Is there any other way (apart from testing) that I can say whether she is bay or brown? There is a significant difference between her summer and winter coats, and also changes as she's grown up (I've had her since she was a foal). Does that signify 'brownness'? 

Thanks! Very interested in your replies - I became fascinated by it all when I got my palomino and now I can't get enough of it!


----------



## ThirteenAcres (Apr 27, 2012)

Can you post pictures of her in various seasons and ages? Pangare is fairly extreme and usually spreads under the entire belly, not just in the soft parts of a horse. 

Most advice will say have her tested for the At gene. All opinions are just best guesses by picture evidence. 

I'd love to see her pictures. I'm not one of the experts here, but I'm pretty good at spotting a brown.


----------



## Jenna (Feb 24, 2009)

Oh I have stacks of pics! 

Yearling, summer









Yearling, winter









2 yo, summer









3 yo, summer









3 yo, winter









And finally a couple of years ago - aged about 5.

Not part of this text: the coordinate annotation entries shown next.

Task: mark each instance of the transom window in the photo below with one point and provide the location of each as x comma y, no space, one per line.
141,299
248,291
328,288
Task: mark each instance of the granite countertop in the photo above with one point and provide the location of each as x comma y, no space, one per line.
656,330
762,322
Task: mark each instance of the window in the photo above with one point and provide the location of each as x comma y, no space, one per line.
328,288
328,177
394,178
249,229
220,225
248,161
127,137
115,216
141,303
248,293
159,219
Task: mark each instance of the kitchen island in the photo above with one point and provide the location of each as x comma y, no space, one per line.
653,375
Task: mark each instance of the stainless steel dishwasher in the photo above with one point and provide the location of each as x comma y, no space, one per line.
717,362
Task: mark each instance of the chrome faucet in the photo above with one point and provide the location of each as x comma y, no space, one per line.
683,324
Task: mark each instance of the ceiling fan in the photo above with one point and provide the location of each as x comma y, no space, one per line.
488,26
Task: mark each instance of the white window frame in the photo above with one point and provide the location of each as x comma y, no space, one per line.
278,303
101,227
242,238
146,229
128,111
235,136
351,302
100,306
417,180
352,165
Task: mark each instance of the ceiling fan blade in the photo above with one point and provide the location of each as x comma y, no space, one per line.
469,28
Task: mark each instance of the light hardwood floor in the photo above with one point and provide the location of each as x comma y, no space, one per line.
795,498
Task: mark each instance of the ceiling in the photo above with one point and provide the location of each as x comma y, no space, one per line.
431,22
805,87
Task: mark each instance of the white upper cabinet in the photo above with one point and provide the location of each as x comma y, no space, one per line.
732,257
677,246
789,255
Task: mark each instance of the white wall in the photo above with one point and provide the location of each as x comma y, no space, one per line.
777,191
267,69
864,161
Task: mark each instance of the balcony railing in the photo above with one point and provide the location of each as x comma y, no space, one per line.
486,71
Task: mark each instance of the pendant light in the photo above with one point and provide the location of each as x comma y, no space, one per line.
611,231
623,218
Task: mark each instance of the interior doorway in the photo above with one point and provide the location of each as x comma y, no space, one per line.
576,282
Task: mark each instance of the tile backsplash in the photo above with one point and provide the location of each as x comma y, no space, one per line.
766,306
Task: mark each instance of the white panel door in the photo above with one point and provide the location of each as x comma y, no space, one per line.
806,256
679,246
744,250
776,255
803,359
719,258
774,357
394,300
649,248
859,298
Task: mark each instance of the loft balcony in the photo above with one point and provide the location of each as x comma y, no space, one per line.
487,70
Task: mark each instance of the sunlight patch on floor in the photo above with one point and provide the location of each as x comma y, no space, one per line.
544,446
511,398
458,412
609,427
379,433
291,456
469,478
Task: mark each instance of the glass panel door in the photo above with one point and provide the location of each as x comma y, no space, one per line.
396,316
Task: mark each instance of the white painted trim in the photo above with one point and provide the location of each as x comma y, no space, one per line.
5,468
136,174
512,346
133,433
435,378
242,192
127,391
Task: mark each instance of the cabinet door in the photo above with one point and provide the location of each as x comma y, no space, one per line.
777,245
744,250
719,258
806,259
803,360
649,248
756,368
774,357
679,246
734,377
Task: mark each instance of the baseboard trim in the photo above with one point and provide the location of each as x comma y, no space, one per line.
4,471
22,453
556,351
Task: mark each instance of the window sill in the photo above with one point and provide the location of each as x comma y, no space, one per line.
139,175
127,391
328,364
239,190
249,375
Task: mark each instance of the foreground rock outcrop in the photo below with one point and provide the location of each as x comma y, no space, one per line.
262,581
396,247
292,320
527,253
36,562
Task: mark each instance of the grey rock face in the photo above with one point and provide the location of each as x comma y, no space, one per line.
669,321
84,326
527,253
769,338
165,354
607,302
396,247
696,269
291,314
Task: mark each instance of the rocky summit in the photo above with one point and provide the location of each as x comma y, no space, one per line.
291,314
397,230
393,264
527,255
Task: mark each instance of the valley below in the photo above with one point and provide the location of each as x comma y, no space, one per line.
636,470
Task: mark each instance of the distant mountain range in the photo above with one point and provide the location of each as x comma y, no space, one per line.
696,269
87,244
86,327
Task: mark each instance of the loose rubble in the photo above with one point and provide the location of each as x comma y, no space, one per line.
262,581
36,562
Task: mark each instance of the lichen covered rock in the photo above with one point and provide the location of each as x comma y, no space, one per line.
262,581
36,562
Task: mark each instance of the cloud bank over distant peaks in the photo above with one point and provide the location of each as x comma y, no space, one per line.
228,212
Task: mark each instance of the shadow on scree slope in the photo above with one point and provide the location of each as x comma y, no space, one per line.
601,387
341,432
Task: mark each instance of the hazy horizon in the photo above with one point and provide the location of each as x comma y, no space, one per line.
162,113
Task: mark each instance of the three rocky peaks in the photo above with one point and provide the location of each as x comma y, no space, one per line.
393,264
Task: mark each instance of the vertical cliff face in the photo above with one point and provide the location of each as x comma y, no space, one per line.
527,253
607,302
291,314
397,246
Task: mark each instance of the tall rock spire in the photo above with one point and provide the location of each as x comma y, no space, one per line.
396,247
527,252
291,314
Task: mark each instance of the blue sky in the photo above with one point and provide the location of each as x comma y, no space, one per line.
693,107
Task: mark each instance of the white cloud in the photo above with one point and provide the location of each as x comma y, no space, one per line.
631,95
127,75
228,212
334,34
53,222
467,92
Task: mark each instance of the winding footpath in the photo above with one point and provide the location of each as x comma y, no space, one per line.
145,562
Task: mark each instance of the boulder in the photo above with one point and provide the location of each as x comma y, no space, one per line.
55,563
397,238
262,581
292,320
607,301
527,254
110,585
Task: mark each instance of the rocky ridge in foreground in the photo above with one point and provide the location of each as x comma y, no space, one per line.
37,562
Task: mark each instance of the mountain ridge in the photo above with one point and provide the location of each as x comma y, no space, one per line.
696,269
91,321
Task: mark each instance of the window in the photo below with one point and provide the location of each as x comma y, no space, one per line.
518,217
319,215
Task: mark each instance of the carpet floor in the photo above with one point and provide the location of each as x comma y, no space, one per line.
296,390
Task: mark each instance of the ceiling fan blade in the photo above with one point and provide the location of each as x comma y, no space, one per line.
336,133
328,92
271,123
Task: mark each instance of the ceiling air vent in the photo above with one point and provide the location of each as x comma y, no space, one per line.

(I do have lots more if you need them ...)


----------



## ThirteenAcres (Apr 27, 2012)

First off, she's very pretty. Let me clarify on one thing. Are you saying she's an Exmoor or asking about the exmoors and pangare?


----------



## TexanFreedom (Apr 2, 2012)

The second pic looks pangare.


----------



## sommsama09 (Oct 28, 2010)

Brown. Througout all these pictures you can see the "brown points" on her muzzle, near her elbow etc :wink: Shes very nice!:grin:


----------



## ThirteenAcres (Apr 27, 2012)

I think the second pic is exaggerated because of the sunlight coming from behind. 

She is a lovely brown as stated above. But I wouldn't say pangare. 

I have read the exmoor's are brown with pangare.
_Posted via Mobile Device_


----------



## Chiilaa (Aug 12, 2010)

Here is brown with pangare. Can you see the difference in the horses muzzle especially?


----------



## sommsama09 (Oct 28, 2010)

Chiilaa said:


> Here is brown with pangare. Can you see the difference in the horses muzzle especially?


You've heard it from our HorseForum colour expert now


----------



## TexanFreedom (Apr 2, 2012)

I didn't say she was pangare, it just looked like it  

I agree, she is most likely just brown. I think you should get her tested, anyway. *pokepoke*


----------



## Jenna (Feb 24, 2009)

Hi, thanks for all your comments - especially the ones who said she's pretty!

13 Acres - Sorry for the confusion, no she's not Exmoor she's actually Welsh! 

So, I probably have a brown mare - and I have to explain to my friend that her Exmoor is also brown!
_Posted via Mobile Device_


----------